Electronic absorption (UV/VIS) and ESR spectra have been obtained in the temperature ranges 430–480 °C and 355–478 °C from V₂O₅–K₂S₂O₇ molten mixtures in the composition range 0.1–0.5 mol dm^–3 V₂O₅ in contact with SO₂ and SO₃(P_SO2/P_SO3= 0.1–5, P_SO2+P_SO3= 0.1 atm, P_N2≈ 0.9 atm). The data obtained by both Spectrophotometric and ESR methods indicate that the interaction of SO₂ and SO₃ with the melts results in a redox equilibrium between monomeric or dimeric V^V and monomeric V^IV complexes.
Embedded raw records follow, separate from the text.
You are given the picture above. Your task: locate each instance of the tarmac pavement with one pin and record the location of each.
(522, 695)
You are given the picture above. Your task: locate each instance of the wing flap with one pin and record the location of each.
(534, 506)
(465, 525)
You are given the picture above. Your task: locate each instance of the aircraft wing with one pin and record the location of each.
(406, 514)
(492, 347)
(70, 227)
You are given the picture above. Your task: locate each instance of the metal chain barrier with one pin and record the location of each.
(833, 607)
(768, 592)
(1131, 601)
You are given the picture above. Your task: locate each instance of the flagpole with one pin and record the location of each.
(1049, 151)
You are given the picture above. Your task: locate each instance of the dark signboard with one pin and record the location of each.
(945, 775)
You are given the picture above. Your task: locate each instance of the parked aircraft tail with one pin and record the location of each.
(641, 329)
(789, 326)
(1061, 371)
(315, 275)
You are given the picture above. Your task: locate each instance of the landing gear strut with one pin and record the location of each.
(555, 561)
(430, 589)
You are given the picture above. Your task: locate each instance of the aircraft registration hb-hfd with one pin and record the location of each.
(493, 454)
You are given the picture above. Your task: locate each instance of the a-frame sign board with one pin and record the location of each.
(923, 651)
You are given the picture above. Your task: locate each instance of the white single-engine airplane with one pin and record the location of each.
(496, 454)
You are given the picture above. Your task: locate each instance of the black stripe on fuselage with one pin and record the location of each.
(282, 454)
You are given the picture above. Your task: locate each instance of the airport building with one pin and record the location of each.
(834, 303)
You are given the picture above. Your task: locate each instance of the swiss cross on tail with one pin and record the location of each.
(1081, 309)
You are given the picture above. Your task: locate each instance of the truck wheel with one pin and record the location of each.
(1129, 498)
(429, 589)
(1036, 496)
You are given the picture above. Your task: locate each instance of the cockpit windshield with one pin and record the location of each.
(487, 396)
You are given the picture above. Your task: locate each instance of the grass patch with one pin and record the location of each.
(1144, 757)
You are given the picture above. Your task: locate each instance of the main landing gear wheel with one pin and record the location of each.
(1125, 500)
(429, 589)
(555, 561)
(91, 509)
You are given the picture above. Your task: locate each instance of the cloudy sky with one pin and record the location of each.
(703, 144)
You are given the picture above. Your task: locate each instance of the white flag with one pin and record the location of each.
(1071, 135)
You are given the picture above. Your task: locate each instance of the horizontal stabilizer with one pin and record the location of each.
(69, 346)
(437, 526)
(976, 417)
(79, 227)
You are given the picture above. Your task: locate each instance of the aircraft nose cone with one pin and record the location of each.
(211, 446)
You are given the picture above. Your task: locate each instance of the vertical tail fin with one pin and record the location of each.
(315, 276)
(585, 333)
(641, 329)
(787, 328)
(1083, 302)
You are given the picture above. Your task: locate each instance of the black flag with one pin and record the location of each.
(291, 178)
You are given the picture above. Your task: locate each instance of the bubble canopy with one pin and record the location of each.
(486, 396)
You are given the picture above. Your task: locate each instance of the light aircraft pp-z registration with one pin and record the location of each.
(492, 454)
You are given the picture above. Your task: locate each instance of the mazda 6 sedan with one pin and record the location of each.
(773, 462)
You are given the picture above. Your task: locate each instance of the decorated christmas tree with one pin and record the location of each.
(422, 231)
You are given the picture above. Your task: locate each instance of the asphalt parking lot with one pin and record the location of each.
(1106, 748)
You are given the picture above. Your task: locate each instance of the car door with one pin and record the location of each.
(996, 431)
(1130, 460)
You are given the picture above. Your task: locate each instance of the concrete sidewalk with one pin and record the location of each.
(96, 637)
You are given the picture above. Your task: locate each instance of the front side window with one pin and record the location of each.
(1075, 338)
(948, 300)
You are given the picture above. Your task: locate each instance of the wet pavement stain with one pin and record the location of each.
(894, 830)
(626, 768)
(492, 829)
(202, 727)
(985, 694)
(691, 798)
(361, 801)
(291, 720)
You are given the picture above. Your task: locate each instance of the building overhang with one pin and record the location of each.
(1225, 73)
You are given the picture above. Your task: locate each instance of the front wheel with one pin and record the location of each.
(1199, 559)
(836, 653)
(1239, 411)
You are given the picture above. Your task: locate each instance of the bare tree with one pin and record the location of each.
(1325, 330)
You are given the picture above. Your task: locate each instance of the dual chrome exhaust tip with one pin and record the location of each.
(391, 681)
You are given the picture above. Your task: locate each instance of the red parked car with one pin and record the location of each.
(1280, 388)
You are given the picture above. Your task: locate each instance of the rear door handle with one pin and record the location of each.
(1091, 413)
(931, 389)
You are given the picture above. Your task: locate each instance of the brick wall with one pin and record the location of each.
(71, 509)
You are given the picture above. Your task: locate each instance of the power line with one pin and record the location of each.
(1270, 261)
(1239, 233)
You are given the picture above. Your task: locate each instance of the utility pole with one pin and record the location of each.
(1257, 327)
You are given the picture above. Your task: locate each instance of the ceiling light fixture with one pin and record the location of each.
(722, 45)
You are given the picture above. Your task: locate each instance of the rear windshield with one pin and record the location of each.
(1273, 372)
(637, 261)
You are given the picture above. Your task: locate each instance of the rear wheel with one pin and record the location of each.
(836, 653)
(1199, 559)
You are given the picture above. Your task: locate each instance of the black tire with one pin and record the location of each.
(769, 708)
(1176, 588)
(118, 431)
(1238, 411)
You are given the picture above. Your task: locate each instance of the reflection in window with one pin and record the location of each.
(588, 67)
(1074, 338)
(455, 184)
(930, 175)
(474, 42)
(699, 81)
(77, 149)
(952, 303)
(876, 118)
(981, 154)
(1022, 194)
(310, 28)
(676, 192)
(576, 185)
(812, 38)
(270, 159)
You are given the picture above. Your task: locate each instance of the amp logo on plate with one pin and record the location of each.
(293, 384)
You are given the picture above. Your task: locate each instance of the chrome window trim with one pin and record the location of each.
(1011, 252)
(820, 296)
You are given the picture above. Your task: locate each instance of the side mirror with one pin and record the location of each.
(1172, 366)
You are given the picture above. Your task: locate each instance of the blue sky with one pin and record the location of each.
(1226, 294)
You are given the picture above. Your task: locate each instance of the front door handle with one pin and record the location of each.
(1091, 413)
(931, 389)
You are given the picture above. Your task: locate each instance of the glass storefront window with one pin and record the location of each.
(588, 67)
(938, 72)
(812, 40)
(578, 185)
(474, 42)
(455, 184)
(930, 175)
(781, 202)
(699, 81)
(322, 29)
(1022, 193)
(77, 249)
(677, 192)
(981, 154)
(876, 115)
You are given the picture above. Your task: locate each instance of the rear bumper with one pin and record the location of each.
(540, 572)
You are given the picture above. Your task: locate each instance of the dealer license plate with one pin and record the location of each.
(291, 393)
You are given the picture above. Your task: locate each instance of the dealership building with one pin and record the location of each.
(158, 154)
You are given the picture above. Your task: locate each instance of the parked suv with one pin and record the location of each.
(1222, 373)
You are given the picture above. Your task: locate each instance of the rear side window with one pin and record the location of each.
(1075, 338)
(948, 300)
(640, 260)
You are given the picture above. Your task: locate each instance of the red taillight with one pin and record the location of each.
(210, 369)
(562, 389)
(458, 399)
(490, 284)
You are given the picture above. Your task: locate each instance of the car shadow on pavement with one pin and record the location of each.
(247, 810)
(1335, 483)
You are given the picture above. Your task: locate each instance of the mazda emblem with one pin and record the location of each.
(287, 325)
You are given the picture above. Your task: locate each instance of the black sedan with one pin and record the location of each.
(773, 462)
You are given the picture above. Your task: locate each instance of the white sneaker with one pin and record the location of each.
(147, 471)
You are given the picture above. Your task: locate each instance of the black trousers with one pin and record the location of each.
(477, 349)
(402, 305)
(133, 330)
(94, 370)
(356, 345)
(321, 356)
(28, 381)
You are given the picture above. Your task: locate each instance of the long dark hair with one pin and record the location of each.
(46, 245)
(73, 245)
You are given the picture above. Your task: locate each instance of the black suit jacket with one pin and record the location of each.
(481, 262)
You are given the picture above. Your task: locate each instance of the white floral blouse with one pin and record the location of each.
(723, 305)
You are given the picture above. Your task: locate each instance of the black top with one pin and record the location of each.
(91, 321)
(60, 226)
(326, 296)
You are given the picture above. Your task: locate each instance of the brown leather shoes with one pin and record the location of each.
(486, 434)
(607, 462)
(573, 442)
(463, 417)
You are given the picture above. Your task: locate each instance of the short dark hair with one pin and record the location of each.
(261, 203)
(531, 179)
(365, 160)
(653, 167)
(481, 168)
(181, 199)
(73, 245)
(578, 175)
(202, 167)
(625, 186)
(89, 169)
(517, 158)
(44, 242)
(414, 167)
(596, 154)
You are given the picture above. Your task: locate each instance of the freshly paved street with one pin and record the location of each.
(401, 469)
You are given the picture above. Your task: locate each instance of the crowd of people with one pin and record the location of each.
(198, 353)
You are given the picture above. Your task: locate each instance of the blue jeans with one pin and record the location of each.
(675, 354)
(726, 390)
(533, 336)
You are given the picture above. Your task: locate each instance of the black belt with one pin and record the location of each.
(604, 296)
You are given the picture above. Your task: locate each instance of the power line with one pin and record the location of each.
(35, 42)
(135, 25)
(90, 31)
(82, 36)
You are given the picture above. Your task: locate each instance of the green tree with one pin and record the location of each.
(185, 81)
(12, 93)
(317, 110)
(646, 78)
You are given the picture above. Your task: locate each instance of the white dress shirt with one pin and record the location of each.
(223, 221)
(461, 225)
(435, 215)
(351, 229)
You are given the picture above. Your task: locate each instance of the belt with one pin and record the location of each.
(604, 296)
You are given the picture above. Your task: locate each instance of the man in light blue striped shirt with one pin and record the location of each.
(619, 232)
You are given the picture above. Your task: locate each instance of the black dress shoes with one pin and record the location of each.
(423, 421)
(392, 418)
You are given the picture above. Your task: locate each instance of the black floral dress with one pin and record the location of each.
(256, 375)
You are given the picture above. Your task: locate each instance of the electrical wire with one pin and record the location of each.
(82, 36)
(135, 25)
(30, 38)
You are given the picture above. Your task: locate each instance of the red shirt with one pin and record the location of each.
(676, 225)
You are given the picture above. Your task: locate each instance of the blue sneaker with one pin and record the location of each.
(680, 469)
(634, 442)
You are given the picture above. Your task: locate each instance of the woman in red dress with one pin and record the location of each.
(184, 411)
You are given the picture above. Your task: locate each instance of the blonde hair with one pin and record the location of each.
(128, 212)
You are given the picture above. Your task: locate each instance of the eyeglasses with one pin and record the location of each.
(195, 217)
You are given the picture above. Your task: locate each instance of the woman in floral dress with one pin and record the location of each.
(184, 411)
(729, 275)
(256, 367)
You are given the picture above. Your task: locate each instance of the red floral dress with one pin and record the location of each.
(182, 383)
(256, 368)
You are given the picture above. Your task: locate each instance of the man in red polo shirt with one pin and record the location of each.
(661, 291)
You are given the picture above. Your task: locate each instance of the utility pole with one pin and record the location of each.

An absorption band centred at 730 nm due to the V^IV complexes was observed and the molar absorption coefficients at 730 nm due to the V^IV and V^V complexes (tail of V^V charge transfer band) were found to be ε_V^IV,730= 18.91 ± 0.08 and ε_V^V,730=–2.7 + 9.48 × 10^–3T dm³ mol^–1 cm^–1 in the temperature range 430 < T < 480 °C. The characteristic eight-line feature of the ESR spectra with g= 1.979 ± 0.005 and Ā= 111 ± 5 G confirms the presence of V^IV in monomeric complexes, presumably [VO(SO₄)₂]^2–, in the melts. From the temperature-dependence studies of the electronic absorption spectra the equilibrium constants and enthalpies for a number of possible equilibria have been calculated.